Things to Ask Before You Get a High Deductible Health Insurance Plan?
A high deductible health insurance plan, is a newer types of health insurance that allows some kind of savings for its customers. It has a high deductible amount that the client must meet before the insurance start paying for coverage.
Only once you have reached the deductible the insurance will kick in with full coverage. The U.S. Department of the Treasury has specified that in the 2009 tax year, a high deductible health plan must have an annual deductible of at least $1,150 for individuals and $2,500 for families. This annual deductible figure is indexed each year for inflation and its amount is increasing each year.
You are suitable to get a high deductible insurance plans only if:
- You are healthy and rarely visit doctors
- You don’t need any prescription drugs
- Don’t have any pre-existing conditions for any illness
- Can afford high out of pocket expenses
- Don’t plan to get pregnant at least for the next 12 months ( some plan have waiting time before they cover maternity )
- You wanted to cut cost with lower premium and don’t intend to spend much on buying health insurance, yet want the coverage for severe disease or injuries.
With this plan, you take full responsibility for covering any minor or routine health care expenses until the deductible amount is met for that year.
These might include doctor visits, prescriptions, lab work or x-rays. Your deductible is higher than other insurance plans, but your premium is low. You should take advantage of the health savings account, which gives tax benefits to the saving you have made for your medical expenses.
Here are some important guidelines you should take if you are opting for the high deductible insurance health plan:
- Set up a HSA ( Health saving accounts ) to pay for the out-of-pocket expenses, which are tax advantage. you may also roll the money from year to year
- Check if your employer may have paid part of the premium before seeking for other private Insurance company.

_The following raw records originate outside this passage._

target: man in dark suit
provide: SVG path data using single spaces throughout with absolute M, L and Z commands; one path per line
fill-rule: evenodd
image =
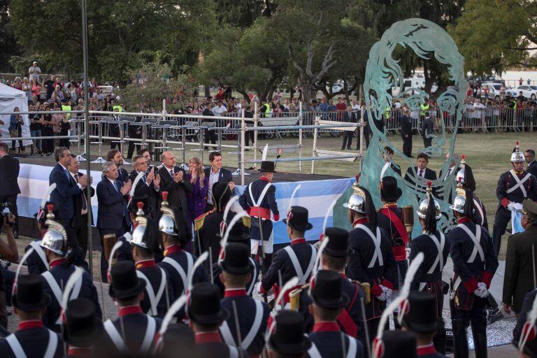
M 406 106 L 403 107 L 403 114 L 399 116 L 401 125 L 401 138 L 403 139 L 403 154 L 412 158 L 412 124 L 410 122 L 410 110 Z
M 427 148 L 431 146 L 433 138 L 433 120 L 427 116 L 422 122 L 422 138 L 423 138 L 423 145 Z
M 535 150 L 529 149 L 524 152 L 524 158 L 528 166 L 526 171 L 537 178 L 537 162 L 535 161 Z
M 117 167 L 113 162 L 103 164 L 103 180 L 97 184 L 97 229 L 101 234 L 101 247 L 105 235 L 114 234 L 119 238 L 131 229 L 127 196 L 132 183 L 129 180 L 124 183 L 120 181 L 117 176 Z M 108 266 L 106 258 L 101 255 L 101 277 L 105 282 L 108 281 Z
M 158 219 L 159 196 L 160 195 L 160 176 L 157 174 L 157 169 L 153 167 L 148 171 L 148 161 L 141 155 L 132 157 L 132 166 L 134 170 L 131 172 L 129 179 L 134 182 L 139 173 L 143 173 L 142 179 L 136 184 L 134 189 L 135 196 L 147 196 L 150 203 L 151 210 L 145 213 L 153 219 Z M 144 207 L 145 208 L 145 207 Z
M 429 156 L 425 153 L 417 155 L 417 166 L 413 168 L 408 168 L 405 174 L 405 180 L 412 183 L 413 185 L 417 185 L 416 189 L 420 192 L 424 193 L 427 185 L 427 180 L 436 180 L 436 172 L 427 168 L 429 164 Z M 421 177 L 423 180 L 422 183 L 420 181 L 416 182 L 415 178 Z M 434 194 L 434 192 L 433 193 Z
M 503 308 L 518 316 L 526 294 L 535 288 L 535 250 L 537 249 L 537 203 L 522 202 L 524 232 L 515 234 L 507 243 L 506 272 L 503 276 Z
M 129 172 L 121 167 L 123 165 L 123 155 L 117 149 L 110 149 L 106 155 L 106 162 L 113 162 L 117 167 L 117 180 L 125 182 L 129 178 Z
M 187 226 L 188 206 L 187 206 L 187 192 L 192 192 L 192 185 L 185 180 L 185 170 L 176 166 L 176 156 L 171 152 L 162 153 L 162 167 L 157 174 L 160 176 L 160 190 L 168 192 L 168 202 L 173 209 L 178 222 L 182 218 L 182 227 L 185 235 L 189 240 L 192 238 L 191 228 Z M 178 228 L 179 230 L 181 228 Z
M 0 203 L 9 203 L 9 210 L 15 215 L 13 234 L 18 237 L 19 215 L 17 210 L 17 196 L 20 194 L 19 183 L 20 165 L 18 159 L 9 155 L 9 146 L 0 143 Z
M 75 216 L 75 199 L 82 193 L 86 187 L 87 178 L 83 175 L 78 178 L 78 182 L 75 183 L 69 174 L 67 167 L 71 164 L 71 152 L 65 147 L 59 147 L 54 151 L 54 157 L 58 163 L 52 169 L 48 176 L 48 184 L 56 184 L 50 194 L 50 201 L 58 208 L 59 217 L 57 219 L 64 226 L 71 226 L 71 220 Z
M 203 169 L 206 178 L 209 178 L 209 191 L 207 192 L 207 206 L 205 212 L 208 213 L 215 208 L 213 202 L 213 185 L 215 182 L 227 182 L 229 189 L 231 191 L 231 196 L 235 195 L 235 183 L 233 182 L 231 172 L 222 167 L 222 153 L 220 152 L 211 152 L 209 155 L 209 163 L 210 168 Z
M 73 178 L 75 185 L 78 183 L 80 177 L 84 174 L 78 171 L 80 170 L 78 159 L 76 155 L 71 155 L 71 164 L 67 167 L 69 173 Z M 86 258 L 86 251 L 87 251 L 87 221 L 90 220 L 88 213 L 91 209 L 90 205 L 87 203 L 87 189 L 90 188 L 90 195 L 95 195 L 95 189 L 92 187 L 92 178 L 90 178 L 90 185 L 82 189 L 82 192 L 75 196 L 75 215 L 73 217 L 72 227 L 78 238 L 78 246 L 80 247 L 84 259 Z M 93 217 L 92 217 L 92 225 L 93 225 Z
M 347 106 L 347 110 L 343 112 L 343 122 L 347 123 L 356 123 L 358 121 L 357 114 L 352 112 L 352 106 L 349 105 Z M 350 149 L 350 145 L 352 144 L 352 137 L 355 136 L 356 131 L 345 131 L 343 132 L 343 144 L 341 145 L 341 149 Z M 356 149 L 359 149 L 360 140 L 357 141 Z

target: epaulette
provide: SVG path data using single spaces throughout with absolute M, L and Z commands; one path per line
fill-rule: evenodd
M 194 220 L 194 231 L 197 231 L 202 227 L 203 227 L 203 224 L 205 223 L 205 218 L 207 217 L 207 216 L 209 214 L 211 214 L 215 212 L 216 209 L 213 209 L 210 211 L 208 211 L 207 213 L 204 213 L 195 218 Z
M 252 227 L 252 218 L 249 216 L 243 216 L 243 225 L 244 225 L 245 227 L 248 227 L 248 228 Z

Here are some of the key considerations one should review seriously before making an informed decision,
- Are you in good shape of setting aside enough pre-tax savings to manage the “deductible medical expenses” first of all?
- Find out if you plan to incur enough medical costs to make the high deductible health plan worthwhile in the first place.
- Check out what’s the current deductible amount and what is the approximate deductible amount for the year after
Shop and explore different types of high deductible insurance plan, and make your choice based on these :
- Premium costs by the amount of the deductible
- The lifetime annual benefits
- The annual premium
- What are coverage?
- What are some of the exceptional diseases which are on waiting time?
- Are childcare and pregnancy covered in the policy?
On the contrary, there is one drawback on this health plan : One need to assume certain risks for medical costs. Which mean for a $1500 deductible plan, $1500 is the maximum amount you have to shell out in case of a serious illness condition befalls on you unexpectedly.